The first in a series of Balkan Dialogues took place in Belgrade, on 28 and 29 March 2019. For the first time we managed to gather in Belgrade a very prominent group of more than seventy participants who are very experienced in the field of foreign policy. The event, which gathered names such as Wolfgang Ischinger, Cameron Munter, Sergey Utkin, Ivan Krastev, Frank Wisner, Sabine Stoehr, Pierre Mirel, Dimitar Bechev, Kai Eide, Erhard Busek, Angelina Eichorst and Ivan Vejvoda, was a long-time expected event, which tackled the most important foreign policy issues in the Western Balkans region. The Belgrade-Pristina dialogue, internal situation in Bosnia and Herzegovina and the success story of the Prespa Agreement in North Macedonia were the topics of the discussion.  

It was a great success to have such names around the table and to give them the opportunity to exchange ideas and opinions about the situation in the region. What is more important this was not a pure round table, we secured the presence of the President of Republic of Serbia Aleksandar Vučić, who had a keynote speech at the beginning offering the participants his thoughts about the current political situation in the region. He was also able to hear what each of the participants had to say about the topic with many of them giving their thoughts on the President’s position. 

Second round table of the Balkan Dialogues took place in Berlin on 5 and 6 December 2019. The biggest success story of the Balkan Dialogues in Berlin is the first meeting of the election winner and in the meantime Prime 

Minister of Kosovo Albin Kurti and the Director of the Office for Kosovo and Metohija of the Serbian government Marko Djurić. Although both officials in the past had very strong statements against each other they managed to meet and have a meaningful dialogue which showed that dialogue filled with arguments can be a way to continue the negotiations between Belgrade and Priština. We also succeeded to bring to the same table Albin Kurti and the President of Kosovo Hashim Thaci who is one of Kurti’s biggest political rivals in Kosovo.  
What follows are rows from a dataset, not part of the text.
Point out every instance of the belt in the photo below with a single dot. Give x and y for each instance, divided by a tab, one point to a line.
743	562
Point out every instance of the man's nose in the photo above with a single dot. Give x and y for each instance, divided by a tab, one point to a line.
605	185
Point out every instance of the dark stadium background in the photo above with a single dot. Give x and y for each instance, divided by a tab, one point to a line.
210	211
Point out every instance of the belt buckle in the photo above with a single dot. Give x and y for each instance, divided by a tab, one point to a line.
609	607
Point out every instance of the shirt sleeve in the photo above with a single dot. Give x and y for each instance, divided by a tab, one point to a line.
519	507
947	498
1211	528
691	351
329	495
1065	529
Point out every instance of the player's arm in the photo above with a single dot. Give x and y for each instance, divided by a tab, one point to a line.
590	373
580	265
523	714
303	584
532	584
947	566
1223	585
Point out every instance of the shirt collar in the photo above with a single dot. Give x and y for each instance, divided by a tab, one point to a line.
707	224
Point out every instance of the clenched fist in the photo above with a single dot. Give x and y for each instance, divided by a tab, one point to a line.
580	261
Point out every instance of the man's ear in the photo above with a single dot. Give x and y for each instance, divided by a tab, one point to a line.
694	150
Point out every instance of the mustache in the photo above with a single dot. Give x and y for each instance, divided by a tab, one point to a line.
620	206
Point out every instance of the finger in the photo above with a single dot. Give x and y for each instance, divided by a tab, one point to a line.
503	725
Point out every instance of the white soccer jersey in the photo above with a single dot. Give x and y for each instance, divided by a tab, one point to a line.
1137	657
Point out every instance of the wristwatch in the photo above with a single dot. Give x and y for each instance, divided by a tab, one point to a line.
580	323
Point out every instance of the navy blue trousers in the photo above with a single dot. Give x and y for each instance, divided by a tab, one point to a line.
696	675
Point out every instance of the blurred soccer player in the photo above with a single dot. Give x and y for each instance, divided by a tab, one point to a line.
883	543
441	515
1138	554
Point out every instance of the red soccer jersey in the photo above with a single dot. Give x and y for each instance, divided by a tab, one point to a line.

Also, a very big success for us – a civil society organization from Belgrade is to have organized a high – level event in Berlin which gathered around eighty people from all over the world among who we had two presidents – Kosovo and North Macedonia, couple of ministers and a huge number of state secretaries, assistant ministers and ambassadors. 

The Balkan Dialogues had its session at the Munich Security Conference on 14 February 2020. This round table dedicated to the security of the Balkans gathered heads of state of five Western Balkans countries and the high-level diplomats of the USA and EU member states. 

The third edition of the Balkan Dialogues was organized due to the outbreak of Covid-19 pandemic in the online format on 1 July 2020. Restart of the Serbia-Kosovo dialogue, political issues that follow this highly complexed process, economic cooperation in the region, as well as the necessity of unified transatlantic approach to achievement of comprehensive agreement between the two societies were the topics for discussion for (among others): Nathalie Tocci, Special Advisor to EU High Representative and Vice President of the  European Commission, Presidents of Serbian and Kosovo Chambers of Commerce Marko Čadež and Berat RukiqiIvan Krastev, Chairman of the Centre for Liberal Strategies from Sofia, Wolfgang Ischinger, Chairman of the Munich Security Conference, Miroslav Lajčak, Special Representative for the Belgrade-Pristina Dialogue and other regional issues in the Western Balkans, European Union and Matthew Palmer, Deputy Assistant Secretary from US State Department.

During the August 2020 we organized a series of small expert round tables which were addressing four distinctive issues within the context of comprehensive agreement: (1) Status of religious objects and cultural heritage of the Serb community; (2) Association of Serb-majority Municipalities; (3) Economy, property, and energy and (4) The “end game”: Kosovo and Serbia in the light of comprehensive agreement. The outcome of these meetings was a policy report whose findings were presented in online format on 12 October 2020.